The British capitalist state was driven to this only as part of the means of winning the war. The object was to provide the population with “an adequate diet which would keep them fit for the strenuous tasks which total war imposes on all”. But if this organisation could work so well as a war effort, a similar effort in socialism as part of war on hunger could quickly end the miseries of poverty and starvation that are a permanent and worsening feature of world capitalism. Over the last 25 years the numbers of starving people have doubled from 435 million to over 800 million. Against this, as the example of increased food production during World War II shows, the case that starvation is easily preventable is not just argued as theory, it can be demonstrated from experience.

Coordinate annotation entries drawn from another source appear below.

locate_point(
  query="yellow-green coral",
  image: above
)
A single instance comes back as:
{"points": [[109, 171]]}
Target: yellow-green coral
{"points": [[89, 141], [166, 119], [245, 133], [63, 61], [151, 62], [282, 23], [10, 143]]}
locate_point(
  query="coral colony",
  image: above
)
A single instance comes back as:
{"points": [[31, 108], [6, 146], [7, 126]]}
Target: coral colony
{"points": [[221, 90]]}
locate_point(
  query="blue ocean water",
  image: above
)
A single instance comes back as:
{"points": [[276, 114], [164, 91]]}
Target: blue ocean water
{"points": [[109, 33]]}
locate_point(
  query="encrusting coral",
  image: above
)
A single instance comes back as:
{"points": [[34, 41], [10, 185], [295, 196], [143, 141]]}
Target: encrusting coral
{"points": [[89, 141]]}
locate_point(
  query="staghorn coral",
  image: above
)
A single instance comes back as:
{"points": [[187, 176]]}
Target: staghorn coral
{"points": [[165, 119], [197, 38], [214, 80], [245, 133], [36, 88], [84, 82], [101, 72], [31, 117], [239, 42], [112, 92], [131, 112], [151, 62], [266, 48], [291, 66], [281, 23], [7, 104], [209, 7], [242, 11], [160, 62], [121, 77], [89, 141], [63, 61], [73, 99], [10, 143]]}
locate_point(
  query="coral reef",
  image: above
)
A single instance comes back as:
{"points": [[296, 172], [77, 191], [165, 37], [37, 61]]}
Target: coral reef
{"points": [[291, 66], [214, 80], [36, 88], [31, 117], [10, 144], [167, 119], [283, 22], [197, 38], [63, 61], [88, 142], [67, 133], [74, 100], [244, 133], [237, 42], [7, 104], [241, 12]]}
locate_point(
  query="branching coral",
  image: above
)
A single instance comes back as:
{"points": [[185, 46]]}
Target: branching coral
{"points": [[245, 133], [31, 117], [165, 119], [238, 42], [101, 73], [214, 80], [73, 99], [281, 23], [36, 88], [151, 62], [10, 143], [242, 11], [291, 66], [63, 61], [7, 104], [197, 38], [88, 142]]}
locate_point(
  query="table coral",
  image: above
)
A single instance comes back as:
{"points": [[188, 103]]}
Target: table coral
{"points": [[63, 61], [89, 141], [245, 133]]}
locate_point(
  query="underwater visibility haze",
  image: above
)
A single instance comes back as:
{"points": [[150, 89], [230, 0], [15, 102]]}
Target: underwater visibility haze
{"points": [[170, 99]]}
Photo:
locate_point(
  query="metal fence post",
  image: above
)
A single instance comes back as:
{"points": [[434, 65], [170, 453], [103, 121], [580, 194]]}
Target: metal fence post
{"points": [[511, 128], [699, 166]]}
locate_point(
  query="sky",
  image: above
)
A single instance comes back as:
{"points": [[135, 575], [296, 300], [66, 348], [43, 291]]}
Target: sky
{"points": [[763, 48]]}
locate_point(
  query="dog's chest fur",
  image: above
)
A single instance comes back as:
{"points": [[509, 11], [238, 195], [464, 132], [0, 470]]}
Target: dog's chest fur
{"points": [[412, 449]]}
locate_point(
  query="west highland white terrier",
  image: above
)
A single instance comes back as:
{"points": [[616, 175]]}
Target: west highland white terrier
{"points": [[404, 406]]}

The organisation that led to increased food production in Britain during World War II indicates practical ways of achieving similar results in socialism. Potentially, the organisation already exists. In place of national governments, the UN could be democratised as a World Council which could become a centre for co-ordinating a world-wide war on hunger. The FAO could also achieve its potential as a key organisation at last able to achieve real results. To devolve the work, agricultural committees could be set up in every country and these could be further de-centralised through county and district committees, (or equivalent bodies in all countries). At every level throughout this structure, the FAO could provide skilled staffs able to draw on its store of world data and technical information to advise and assist the work. This network could be extended to local farms with an ability to adapt to every local condition.
Common ownership would give all communities immediate access to land. In the short term, people in the areas of greatest need could concentrate their local efforts using the best means available. At the same time the regions most able to do so could assist with increased supplies. There can be no doubt that throughout the world, within a season, the plight of the seriously undernourished would be greatly improved.
In the longer term, communities in socialism would be able to look beyond the immediate priorities of desperate need and begin to sort out the appalling state of world agriculture that is a consequence of the exploitation and destructive methods of capitalist agribusiness. It not only exploits farm workers of all lands, it exploits anything in nature it can get its hands on.
There is of course widespread concern, not just about starving people but also about the damage and loss of natural food assets across the world. This is the continuing despoliation of land and ocean resources, the excessive and inappropriate use of weed killers and chemical fertilisers together with the cruel treatment of animals. But concern is too often weakened by a sense of powerlessness. It is also neutralised by actions that protest against capitalism whilst having no prospect of getting rid of it. It is therefore vital that the socialist movement is strengthened. The work of providing for the needs of all people begins with the work of organising for world socialism.